Do you think this temporary solution would introduce artifacts in the data?
Once this is clarified, I am up for making a pull request (with slightly cleaner solutions). Generally I would commend you and the team for the clean code. It was quite easy to navigate and debug on my end! I could also see this working better if cooler itself was able to tell when a variable binsize cool file is set to fixed binsize. I briefly looked in their repository but I couldn't find an immediate solution.
Cheers, Vittorio
If you use cooler zoomify on a file with variable bin size, the resulting bin sizes are still variable, it only pools them by factor 2. What we mean by "fixed" is that each bin represents a segment of the same length on the chromosome.
If your cool file has variable bin size, e.g. 1 bin = 1 restriction fragment, even if you zoomify it (1 bin = 2, 4, 8 ... restriction fragments), there would still not be a constant mapping between #bins and #basepairs. Thus many of our assumptions would fail and the calls would be unreliable. This is why we do not support variable bin sizes.
You can of course use this hack, if you know your matrix has a fixed resolution, but the clean solution is to build your matrix on a fixed bin size from the start, and it should be reflected in the metadata of the cool file.
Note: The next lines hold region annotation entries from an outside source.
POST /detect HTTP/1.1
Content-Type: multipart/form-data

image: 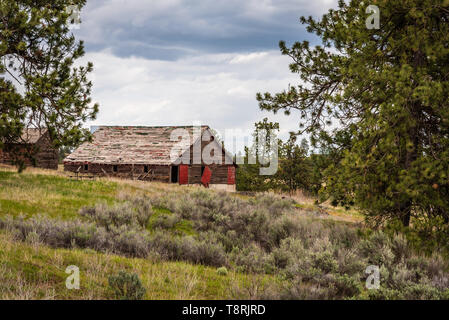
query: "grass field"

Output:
[0,167,278,299]
[0,167,449,300]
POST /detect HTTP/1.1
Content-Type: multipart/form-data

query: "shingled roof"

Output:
[64,126,209,165]
[2,128,47,144]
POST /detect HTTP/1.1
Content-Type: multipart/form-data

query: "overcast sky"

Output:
[74,0,337,142]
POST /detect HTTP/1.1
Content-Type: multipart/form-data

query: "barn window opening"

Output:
[171,166,179,183]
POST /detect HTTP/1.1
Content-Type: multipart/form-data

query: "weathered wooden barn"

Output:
[0,128,59,170]
[64,126,236,191]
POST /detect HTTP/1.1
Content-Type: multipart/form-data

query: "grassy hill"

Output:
[0,168,449,299]
[0,167,277,299]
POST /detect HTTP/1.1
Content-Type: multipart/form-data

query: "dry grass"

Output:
[0,233,276,300]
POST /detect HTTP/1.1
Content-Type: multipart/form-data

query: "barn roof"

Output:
[1,128,47,144]
[64,126,215,165]
[20,128,47,144]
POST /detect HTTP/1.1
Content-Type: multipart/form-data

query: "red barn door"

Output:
[228,167,235,185]
[201,167,212,188]
[179,164,189,184]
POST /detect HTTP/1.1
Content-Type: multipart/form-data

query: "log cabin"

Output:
[64,126,237,192]
[0,128,59,170]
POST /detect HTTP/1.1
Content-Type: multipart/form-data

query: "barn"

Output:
[64,126,237,191]
[0,128,59,170]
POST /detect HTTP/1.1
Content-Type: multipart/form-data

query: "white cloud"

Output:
[85,51,298,143]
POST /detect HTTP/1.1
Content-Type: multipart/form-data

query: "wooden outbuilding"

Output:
[64,126,237,191]
[0,128,59,170]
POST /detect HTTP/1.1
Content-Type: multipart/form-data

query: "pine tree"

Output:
[257,0,449,226]
[0,0,98,154]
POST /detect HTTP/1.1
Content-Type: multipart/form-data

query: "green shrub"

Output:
[108,271,146,300]
[217,267,228,276]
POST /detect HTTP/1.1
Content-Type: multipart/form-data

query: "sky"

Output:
[73,0,337,144]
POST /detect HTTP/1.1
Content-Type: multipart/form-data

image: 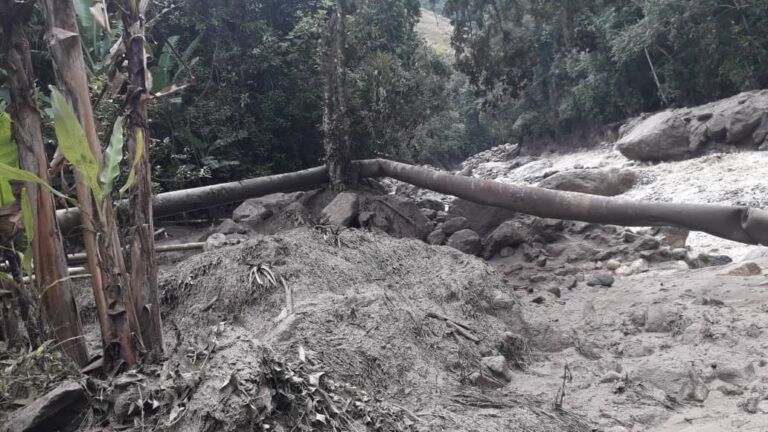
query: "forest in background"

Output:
[0,0,768,191]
@cmdoret Thank you for the clarification. I can look at the distribution of my bin_size lengths to verify that the spread is not significant. I suggest formally including in a step to check for variable bin size and explain the reasoning in chromosight. Are there plans in the future to support variable bin size or is it a "limitation" due to the algorithms you use? As far as I can tell, fixed bin size is not a characteristic of the data (due to the semi-random nature of restriction sites occurrence)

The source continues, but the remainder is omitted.